On the other hand, we have the hit and run case in North Delhi where a young man, Siddharth Sharma, was killed when a minor hit him at high speed while he was crossing the road. The media carried the outrage, which was felt by the masses, with the case being followed (atleast in the initial few days) with much furore and attention. Much was made about the case, how the minor had been involved in accidents earlier and how it was with the full knowledge of his father, who not only didn’t stop him, but also enabled him.
In both cases, we have minors, both class 12 students, both from affluent backgrounds. In Bihar, her parents were in a comfortable position enough to help circumvent the board exams. In Delhi, the boy’s family had already once helped in making a previous accident case go away, hence this escape was nothing but a cake walk. But the evident difference is in the stark contrast in their treatment. While in Delhi, the boy, who was denied bail on 19th April, but hardly a week later, the Juvenile board decided to change its order on the application and was let out for entrance exams on 26th April, the same wasn’t applicable for the girl.

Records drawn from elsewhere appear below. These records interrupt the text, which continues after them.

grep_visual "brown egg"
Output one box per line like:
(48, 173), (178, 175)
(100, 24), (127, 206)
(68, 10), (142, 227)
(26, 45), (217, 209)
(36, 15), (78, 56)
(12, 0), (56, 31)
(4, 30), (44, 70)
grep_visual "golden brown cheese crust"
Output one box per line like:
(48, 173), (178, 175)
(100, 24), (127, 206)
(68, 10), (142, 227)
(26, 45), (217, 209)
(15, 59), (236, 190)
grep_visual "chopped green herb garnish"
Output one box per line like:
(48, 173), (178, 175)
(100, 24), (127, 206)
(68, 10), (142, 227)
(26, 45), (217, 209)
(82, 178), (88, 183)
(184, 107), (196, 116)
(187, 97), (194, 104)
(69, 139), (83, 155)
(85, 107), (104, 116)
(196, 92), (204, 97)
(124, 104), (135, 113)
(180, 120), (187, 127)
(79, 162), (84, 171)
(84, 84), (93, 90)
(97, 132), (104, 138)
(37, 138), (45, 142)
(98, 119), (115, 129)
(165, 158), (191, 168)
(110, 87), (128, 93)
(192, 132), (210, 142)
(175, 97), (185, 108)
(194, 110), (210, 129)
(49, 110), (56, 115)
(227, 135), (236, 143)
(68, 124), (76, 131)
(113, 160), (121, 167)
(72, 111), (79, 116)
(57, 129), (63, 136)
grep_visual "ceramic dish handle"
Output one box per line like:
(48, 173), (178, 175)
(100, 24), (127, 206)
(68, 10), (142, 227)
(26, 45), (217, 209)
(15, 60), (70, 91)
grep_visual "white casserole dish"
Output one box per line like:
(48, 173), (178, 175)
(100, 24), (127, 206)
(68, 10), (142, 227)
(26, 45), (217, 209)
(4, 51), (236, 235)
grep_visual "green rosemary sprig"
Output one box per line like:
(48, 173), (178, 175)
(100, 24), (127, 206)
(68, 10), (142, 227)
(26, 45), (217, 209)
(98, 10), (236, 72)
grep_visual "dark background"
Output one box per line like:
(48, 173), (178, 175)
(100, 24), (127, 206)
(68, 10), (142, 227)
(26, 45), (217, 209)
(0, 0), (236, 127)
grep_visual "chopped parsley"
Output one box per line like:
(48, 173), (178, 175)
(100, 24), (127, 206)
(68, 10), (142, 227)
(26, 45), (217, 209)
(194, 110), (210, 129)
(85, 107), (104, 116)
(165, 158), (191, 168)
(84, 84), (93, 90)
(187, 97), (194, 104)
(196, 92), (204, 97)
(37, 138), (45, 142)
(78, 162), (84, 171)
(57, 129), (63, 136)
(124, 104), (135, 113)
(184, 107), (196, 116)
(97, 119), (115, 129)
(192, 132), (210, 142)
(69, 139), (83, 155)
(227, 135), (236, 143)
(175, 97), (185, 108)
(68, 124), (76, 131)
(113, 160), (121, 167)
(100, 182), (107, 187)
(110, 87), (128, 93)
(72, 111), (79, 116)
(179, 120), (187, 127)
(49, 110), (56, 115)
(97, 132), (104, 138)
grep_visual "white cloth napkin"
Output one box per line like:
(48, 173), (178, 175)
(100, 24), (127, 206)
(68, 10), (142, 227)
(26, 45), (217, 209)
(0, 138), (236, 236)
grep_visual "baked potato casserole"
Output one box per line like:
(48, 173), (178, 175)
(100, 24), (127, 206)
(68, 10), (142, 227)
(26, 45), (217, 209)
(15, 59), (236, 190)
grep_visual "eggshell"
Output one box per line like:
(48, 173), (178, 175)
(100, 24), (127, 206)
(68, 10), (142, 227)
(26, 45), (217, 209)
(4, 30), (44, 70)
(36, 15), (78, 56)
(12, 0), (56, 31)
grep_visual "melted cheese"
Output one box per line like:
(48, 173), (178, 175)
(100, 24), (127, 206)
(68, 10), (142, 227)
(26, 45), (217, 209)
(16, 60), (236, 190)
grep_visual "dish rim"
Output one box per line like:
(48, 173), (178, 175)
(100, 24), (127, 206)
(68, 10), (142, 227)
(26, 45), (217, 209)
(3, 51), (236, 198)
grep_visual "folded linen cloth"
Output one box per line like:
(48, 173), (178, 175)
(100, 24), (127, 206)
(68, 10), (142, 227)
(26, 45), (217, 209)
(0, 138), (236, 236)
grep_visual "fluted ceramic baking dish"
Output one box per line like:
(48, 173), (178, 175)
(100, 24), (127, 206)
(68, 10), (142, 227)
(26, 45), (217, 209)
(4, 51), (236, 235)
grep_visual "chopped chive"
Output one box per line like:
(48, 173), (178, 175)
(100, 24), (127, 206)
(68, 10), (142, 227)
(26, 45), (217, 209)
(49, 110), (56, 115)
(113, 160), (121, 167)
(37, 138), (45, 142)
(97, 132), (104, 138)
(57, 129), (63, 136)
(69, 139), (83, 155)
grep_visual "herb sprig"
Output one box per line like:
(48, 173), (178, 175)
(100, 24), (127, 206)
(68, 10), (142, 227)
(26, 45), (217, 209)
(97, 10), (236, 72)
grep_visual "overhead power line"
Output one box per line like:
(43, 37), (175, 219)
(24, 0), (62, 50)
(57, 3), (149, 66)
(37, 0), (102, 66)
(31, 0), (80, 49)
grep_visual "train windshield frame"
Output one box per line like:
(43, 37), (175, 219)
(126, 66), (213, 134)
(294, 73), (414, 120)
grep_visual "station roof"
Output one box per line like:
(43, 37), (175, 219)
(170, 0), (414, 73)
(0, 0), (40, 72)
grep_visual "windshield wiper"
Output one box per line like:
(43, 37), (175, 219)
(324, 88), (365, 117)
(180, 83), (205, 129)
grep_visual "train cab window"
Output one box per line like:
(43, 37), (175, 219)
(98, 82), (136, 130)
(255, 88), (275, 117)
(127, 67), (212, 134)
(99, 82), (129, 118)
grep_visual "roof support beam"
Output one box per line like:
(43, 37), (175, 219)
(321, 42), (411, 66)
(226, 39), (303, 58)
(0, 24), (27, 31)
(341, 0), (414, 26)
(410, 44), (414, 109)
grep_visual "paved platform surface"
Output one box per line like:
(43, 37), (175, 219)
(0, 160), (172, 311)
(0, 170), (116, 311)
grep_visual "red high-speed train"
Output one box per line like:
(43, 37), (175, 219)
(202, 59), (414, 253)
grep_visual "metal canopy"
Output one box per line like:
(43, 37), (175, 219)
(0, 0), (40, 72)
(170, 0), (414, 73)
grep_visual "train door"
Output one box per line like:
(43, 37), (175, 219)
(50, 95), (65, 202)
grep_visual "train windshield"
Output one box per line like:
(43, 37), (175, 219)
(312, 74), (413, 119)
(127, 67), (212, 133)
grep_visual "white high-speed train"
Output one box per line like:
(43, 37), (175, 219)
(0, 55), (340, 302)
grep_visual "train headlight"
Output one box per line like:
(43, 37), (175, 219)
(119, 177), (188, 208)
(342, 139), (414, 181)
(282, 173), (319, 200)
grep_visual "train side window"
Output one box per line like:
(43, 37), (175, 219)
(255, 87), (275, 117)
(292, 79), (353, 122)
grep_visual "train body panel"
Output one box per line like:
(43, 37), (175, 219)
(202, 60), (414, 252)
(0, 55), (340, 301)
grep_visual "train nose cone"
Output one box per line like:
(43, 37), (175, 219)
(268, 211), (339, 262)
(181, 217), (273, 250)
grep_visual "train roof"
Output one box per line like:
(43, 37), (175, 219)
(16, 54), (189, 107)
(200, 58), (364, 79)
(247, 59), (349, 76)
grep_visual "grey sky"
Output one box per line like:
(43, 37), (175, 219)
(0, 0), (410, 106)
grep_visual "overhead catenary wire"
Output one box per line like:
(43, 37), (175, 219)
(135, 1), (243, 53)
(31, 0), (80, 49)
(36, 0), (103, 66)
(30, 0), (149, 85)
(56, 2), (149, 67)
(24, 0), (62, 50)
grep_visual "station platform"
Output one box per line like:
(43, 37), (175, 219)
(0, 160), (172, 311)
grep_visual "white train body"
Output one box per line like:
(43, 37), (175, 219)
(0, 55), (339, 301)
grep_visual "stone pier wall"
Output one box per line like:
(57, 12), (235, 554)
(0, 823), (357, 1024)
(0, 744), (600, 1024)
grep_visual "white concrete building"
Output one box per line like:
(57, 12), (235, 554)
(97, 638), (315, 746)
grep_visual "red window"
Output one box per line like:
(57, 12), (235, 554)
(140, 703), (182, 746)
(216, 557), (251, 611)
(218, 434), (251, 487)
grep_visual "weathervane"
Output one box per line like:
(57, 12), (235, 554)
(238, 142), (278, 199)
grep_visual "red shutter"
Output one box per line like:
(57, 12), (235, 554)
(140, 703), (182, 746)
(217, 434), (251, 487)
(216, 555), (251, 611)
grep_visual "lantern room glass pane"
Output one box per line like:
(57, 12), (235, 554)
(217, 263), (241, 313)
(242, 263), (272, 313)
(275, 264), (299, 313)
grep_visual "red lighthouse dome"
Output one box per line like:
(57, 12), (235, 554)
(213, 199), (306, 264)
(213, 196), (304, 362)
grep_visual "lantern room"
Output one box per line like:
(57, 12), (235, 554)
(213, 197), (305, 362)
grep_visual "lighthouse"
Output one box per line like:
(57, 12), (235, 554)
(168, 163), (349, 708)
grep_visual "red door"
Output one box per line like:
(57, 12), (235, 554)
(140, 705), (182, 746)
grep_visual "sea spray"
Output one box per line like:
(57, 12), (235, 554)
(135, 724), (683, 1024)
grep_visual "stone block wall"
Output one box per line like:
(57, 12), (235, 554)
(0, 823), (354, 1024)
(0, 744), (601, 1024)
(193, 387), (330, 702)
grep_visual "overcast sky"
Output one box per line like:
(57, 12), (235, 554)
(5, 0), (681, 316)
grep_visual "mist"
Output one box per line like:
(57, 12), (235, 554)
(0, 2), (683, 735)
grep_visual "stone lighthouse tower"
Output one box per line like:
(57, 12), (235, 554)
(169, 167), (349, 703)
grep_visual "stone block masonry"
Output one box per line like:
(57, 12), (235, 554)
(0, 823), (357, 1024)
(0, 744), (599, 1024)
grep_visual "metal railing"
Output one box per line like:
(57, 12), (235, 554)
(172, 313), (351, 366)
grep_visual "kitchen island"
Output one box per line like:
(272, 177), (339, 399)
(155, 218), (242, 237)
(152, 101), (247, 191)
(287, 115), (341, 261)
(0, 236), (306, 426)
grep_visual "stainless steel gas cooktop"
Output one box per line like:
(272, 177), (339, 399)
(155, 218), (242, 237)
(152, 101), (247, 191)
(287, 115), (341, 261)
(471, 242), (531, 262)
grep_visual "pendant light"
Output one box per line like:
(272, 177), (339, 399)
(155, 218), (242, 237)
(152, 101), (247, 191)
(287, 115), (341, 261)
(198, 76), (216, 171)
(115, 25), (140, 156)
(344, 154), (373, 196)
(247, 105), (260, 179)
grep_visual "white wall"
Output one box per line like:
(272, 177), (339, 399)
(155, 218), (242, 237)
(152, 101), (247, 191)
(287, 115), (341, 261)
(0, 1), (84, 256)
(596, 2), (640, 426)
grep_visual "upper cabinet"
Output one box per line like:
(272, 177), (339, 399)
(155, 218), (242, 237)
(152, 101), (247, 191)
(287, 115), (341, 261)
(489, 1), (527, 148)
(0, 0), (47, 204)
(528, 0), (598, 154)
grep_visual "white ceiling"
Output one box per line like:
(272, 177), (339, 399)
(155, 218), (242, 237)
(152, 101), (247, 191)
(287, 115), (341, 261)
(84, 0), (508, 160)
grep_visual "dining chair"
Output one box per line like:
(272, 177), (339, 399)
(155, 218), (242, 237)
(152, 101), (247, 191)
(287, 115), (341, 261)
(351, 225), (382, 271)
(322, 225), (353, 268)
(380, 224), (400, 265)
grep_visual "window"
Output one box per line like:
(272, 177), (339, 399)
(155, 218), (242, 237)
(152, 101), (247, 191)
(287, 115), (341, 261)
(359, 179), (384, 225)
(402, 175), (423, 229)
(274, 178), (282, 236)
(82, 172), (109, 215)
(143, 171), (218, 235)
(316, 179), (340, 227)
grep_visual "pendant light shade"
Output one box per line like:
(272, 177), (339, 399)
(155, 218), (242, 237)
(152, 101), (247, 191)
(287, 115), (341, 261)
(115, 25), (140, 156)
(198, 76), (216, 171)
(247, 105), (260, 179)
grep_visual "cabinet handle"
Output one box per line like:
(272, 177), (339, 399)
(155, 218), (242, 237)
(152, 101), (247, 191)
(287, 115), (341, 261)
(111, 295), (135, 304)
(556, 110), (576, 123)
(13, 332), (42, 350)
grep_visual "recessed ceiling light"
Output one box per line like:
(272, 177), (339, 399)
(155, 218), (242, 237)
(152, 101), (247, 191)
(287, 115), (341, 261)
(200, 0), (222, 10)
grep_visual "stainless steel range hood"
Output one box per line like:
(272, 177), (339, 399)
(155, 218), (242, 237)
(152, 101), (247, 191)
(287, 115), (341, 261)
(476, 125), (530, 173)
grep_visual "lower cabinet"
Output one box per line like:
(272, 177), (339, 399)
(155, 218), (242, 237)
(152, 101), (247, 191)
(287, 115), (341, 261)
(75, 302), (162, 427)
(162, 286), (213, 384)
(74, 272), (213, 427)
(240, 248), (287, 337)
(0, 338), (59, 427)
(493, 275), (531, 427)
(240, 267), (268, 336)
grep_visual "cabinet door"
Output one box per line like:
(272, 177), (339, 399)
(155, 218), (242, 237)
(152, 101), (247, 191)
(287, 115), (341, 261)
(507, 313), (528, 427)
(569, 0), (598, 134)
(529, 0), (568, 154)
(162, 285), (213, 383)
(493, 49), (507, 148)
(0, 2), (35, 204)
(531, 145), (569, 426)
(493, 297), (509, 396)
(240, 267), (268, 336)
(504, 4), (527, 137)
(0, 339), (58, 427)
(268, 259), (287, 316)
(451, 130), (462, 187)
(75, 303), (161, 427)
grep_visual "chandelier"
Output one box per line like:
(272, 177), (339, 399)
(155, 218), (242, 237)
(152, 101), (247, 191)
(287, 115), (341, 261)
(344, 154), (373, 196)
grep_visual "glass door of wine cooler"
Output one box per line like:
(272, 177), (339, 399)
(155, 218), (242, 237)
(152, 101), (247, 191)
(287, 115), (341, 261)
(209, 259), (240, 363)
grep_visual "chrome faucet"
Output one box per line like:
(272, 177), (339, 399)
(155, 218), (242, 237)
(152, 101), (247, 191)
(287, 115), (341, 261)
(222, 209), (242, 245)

Ruby Rai, caught in the middle of a storm, failed by her parents who were willing to manipulate the system, failed by her teachers who helped them in doing so, wasn’t lent with the same helping hand. We are informed today that her bail has been denied, while investigations are still ongoing into those who had a hand to play in the fraud.
One minor kills and the entire system works towards allowing him to walk away from it without much thought. Other minor trusted her elders and is now being shunted from jail to juvenile centres for it.
The system has failed them both, making scapegoat out of one and letting the other know he can get away with even murder. Is this the upbringing we wish our youth to have?
We debate the patriotism of Kanhaiya Kumar (popularly known as an anti-nationalist), who would raise his voice for a cause he believes in. But our system would reward the one who mowed down a pedestrian and then tried to run as if he weren’t involved.
Our system would have us punish the girl whose only crime was to trust her elders, while they manipulated the process put in place for the child’s welfare and prosperity. Punishment, in this case, involves sending her to a Juvenile centre where children of every age are thrown together from all backgrounds and (in some cases) with some having psychological issues. There have been cases of sociopaths being in such homes without ever being diagnosed or even discovered.
The various bodies involved should be answerable to us, the public. Is this the kind of society we are bringing up our children in?